A Comissão Parlamentar de Inquérito (CPI) que investiga contratos e financiamentos do Banco Nacional de Desenvolvimento Econômico e Social (BNDES) foi prorrogada até 25 de fevereiro. A mudança no prazo foi anunciada pelo presidente da CPI, deputado federal Marcos Rotta (PMDB-AM), nesta terça-feira (16), durante a audiência destinada a leitura do parecer do relator, deputado José Rocha (PR-BA).

A nova data é fruto de uma negociação com a Mesa Diretora da Câmara dos Deputados e tem como objetivo garantir o debate amplo e aprofundado do relatório. “Além do relatório ser extenso e muito técnico, na próxima quinta (18) haverá sessão no Congresso Nacional, o que poderia impedir a votação”, detalhou o presidente da CPI.

Após o anúncio da mudança de prazo e a consideração de parlamentares, Rotta passou a palavra ao relator, para a leitura do parecer. “O futuro da Comissão está nas mãos de Vossa Excelência”, ressaltou o presidente.

Após mais de três horas de leitura, parlamentares pediram vista conjunta, adiando a próxima audiência da CPI por duas sessões.

Documento

No relatório de 247 páginas, disponível na página da Comissão na internet, não há sugestão de indiciamento da esposa do governador de Minas Gerais, Carolina Pimentel, e do presidente do Banco, Luciano Coutinho, conforme sugeriu o relatório setorial do parlamentar Alexandre Baldy (PSDB-GO).

Três dos quatro sub-relatórios apontam ainda irregularidades, como tráfico de influência e favorecimento de empresas. Rocha sugere mudanças na gestão do Banco e no marco legal, com o objetivo de tornar a instituição mais transparente e garantir maior fiscalização das operações.

O relator propõe a disponibilização dos documentos em poder da CPI ao Tribunal de Contas da União (TCU), ao Ministério Público da União (MPU) e à Controladoria Geral da União (CGU).

Histórico

A CPI do BNDES iniciou efetivamente suas atividades em 11 de agosto do ano passado.
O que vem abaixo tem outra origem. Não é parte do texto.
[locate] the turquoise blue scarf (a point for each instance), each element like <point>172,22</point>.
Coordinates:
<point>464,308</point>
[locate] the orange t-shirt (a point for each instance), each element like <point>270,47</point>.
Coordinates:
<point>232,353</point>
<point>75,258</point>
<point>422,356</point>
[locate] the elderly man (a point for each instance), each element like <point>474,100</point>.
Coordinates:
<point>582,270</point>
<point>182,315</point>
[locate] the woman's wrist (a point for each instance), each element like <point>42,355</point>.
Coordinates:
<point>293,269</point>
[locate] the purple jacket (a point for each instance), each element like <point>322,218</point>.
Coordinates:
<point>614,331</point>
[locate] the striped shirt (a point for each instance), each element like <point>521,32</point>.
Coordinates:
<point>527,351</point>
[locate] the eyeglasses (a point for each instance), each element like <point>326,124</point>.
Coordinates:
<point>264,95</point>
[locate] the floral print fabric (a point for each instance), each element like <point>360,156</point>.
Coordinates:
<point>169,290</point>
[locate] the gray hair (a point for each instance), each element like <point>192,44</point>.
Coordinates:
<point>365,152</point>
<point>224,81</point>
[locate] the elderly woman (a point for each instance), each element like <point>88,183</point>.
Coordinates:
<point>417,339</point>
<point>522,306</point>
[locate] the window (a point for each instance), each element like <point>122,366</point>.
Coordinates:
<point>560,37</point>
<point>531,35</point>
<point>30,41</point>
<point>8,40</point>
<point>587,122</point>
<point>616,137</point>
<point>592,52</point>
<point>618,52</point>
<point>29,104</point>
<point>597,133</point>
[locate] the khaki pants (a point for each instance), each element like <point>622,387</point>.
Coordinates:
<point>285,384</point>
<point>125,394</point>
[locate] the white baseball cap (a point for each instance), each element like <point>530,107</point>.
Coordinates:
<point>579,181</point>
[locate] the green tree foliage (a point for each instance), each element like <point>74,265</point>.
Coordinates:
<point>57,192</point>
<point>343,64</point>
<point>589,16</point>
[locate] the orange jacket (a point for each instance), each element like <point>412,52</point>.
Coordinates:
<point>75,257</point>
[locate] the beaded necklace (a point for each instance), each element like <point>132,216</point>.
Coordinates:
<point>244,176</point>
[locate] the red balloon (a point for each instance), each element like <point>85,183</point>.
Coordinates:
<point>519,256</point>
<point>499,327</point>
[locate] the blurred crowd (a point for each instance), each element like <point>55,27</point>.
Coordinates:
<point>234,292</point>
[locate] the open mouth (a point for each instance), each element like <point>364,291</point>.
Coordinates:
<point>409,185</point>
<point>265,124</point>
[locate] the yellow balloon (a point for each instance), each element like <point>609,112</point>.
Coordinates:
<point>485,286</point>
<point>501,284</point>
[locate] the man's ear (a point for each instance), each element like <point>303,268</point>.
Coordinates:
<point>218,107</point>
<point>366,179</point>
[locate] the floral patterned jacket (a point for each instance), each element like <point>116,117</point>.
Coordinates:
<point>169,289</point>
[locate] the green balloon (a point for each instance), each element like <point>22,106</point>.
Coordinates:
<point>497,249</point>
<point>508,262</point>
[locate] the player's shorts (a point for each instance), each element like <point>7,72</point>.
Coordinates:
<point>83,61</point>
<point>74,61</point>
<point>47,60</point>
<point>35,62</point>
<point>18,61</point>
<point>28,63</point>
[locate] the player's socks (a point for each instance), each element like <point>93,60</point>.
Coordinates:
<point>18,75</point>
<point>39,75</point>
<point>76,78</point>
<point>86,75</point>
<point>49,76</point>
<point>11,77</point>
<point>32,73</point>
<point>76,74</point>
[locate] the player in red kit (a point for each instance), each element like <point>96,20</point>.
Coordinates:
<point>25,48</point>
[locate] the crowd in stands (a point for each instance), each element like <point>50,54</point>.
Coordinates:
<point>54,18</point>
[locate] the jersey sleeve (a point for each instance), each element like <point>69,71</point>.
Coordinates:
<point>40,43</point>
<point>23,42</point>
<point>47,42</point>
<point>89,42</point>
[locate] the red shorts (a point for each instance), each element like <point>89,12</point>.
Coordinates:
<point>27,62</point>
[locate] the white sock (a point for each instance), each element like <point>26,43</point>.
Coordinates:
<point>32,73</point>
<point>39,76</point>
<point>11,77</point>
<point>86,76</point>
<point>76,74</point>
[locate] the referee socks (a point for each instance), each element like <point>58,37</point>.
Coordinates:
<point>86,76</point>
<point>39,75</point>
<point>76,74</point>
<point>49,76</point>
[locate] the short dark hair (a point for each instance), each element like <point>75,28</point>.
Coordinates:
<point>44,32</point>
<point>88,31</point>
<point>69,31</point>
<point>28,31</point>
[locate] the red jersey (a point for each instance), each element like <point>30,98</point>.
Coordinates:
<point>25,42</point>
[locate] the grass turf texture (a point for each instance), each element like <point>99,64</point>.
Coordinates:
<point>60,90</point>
Desde então, realizou mais de 30 reuniões, ouviu mais de 20 testemunhas e convidados, reuniu mais de 14 milhões de páginas de documentos, além de 205 requerimentos aprovados.

Entre os ouvidos pela CPI, estão o ex-gerente de serviços da Petrobras e o ex-diretor da Sete Brasil, Pedro Barusco Filho; o empresário e amigo pessoal do ex-presidente Luiz Inácio Lula da Silva, José Carlos Bumlai; o empresário Eike Batista; o ministro do Desenvolvimento, Indústria e Comércio Exterior, Armando Monteiro; o diretor da Usiminas, Rômel Erwin de Souza; o presidente do Conselho de Administração da empresa, Marcelo Gasparino da Silva; o presidente da LBR Lácteos do Brasil, Nelson Sampaio; o ex-ministro Guido Mantega; o presidente do BNDES, Luciano Coutinho.